BERBUAT BENAR ADALAH KEHARUSAN, BERBUAT TIDAK BENAR ADALAH KETIDAK HARUSAN

Minggu, 21 Desember 2014

Pertama di Indonesia, Hakim Agung Abaikan KUHP di Kasus Suami Pukuli Istri

Andi Saputra - detikNews

Jakarta - Demi keadilan dan keutuhan rumah tangga, majelis hakim mengabaikan KUHP di kasus kekerasan dalam rumah tangga (KDRT).

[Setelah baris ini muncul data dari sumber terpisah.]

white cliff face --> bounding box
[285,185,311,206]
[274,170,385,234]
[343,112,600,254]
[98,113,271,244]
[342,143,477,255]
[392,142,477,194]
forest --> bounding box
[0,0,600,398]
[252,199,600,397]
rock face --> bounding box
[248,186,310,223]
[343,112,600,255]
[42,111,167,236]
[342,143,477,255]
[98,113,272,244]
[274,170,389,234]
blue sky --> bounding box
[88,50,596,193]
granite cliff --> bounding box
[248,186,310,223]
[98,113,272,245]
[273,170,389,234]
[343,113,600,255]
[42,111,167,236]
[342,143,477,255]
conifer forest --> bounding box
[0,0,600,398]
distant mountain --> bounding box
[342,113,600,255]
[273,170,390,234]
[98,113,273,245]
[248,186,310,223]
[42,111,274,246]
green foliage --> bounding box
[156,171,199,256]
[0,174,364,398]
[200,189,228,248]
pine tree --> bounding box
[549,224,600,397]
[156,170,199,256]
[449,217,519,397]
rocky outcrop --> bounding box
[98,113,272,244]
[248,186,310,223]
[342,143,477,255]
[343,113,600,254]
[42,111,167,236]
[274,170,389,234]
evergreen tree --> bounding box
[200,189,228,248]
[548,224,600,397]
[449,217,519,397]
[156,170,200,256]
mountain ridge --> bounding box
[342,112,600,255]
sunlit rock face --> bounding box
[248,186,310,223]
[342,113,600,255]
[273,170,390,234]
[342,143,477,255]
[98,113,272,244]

Dalam catatan detikcom, putusan ini menjadi putusan pertama di kasus tersebut.

Kasus bermula saat kakek Sudarta (60) menikah dengan Kamini pada 12 Januari 2005. Hubungan rumah tangga itu tidak harmonis karena Kamini menolak berhubungan badan dan Sudarta lalu melakukan kekerasan seperti menendang, memukul dan mencekik pada 11 Desember 2011. Atas hal ini, Kamini tidak terima lalu mengadukan ke polisi pada Januari 2012.

Enam bulan setelahnya, mereka kembali akur dan kembali hidup mesra. Lalu Kamini mencabut aduannya itu. Tapi siapa nyana, aduannya dilarang dicabut karena terkena Pasal 75 KUHP yang menyaratkan pencabutan delik pidana maksimal 3 bulan setelah laporan dibuat. Pasal 75 KUHP itu selengkapnya berbunyi:

Orang yang mengajukan pengaduan, berhak menarik kembali dalam waktu tiga bulan setelah pengaduan diajukan.

Meski telah memohon untuk dicabut, tetapi aparat penegak hukum tetap memproses kasus itu dan Sudarta akhirnya duduk di kursi pesakitan. Kakek Sudarta dijerat dengan Pasal 44 UU Penghapusan KDRT dengan ancaman maksimal 5 tahun penjara.

Untungnya palu keadilan masih berpihak kepada Sudarta. Pada 2 Agustus 2012 Pengadilan Negeri (PN) Sumber, Cirebon, Jawa Barat menyatakan dakwaan penuntut tidak dapat diterima. Mendapati putusan sela ini, jaksa tidak terima lalu banding. Siapa nyana, keadilan berbalik. Pengadilan Tinggi (PT) Bandung memerintahkan PN Sumber melanjutkan persidangan tersebut dan mengadili kakek Sudarta.

Atas vonis ini, giliran kakek Sudarta tidak terima. Ia mengajukan kasasi karena rumah tangga mereka telah kembali bersatu dan pemidanaan baginya malah bisa berakibat rumah tangga mereka berantakan. Bak mendapat durian runtuh, permohonan kakek Sudarta dikabulkan.

"Secara normative, pencabutan pengaduan tidak dapat dibenarkan karena telah lewat waktu 3 bulan. Tapi dari berbagai aspek perkawinan lainnya, aspek sosiologis dan filosofis, kemanusiaan dan sebagainya, dapat dibenarkan," putus majelis hakim kasasi sebagaimana dilansir website Mahkamah Agung (MA), Minggu (21/12/2014).

Dengan alasan bahwa kemanfaatan atau kebaikan pencabutan pengaduan jauh lebih besar dibanding apabila perkara tetap dilanjutkan. Sebab tidak saja merugikan kepentingan Kamini dengan Sudarta, tetapi kepentingan keluarga besar dan masyarakat.

"Lebih dari itu, negara pun dirugikan sebab pemeriksaan suatu perkara tenetu membutuhkan biaya yang bersumber dari keuangan negara," ucap majelis dengan dengan ketua Dr Zaharuddin Utama dan beranggotakan Prof Dr Surya Jaya dan Suhadi.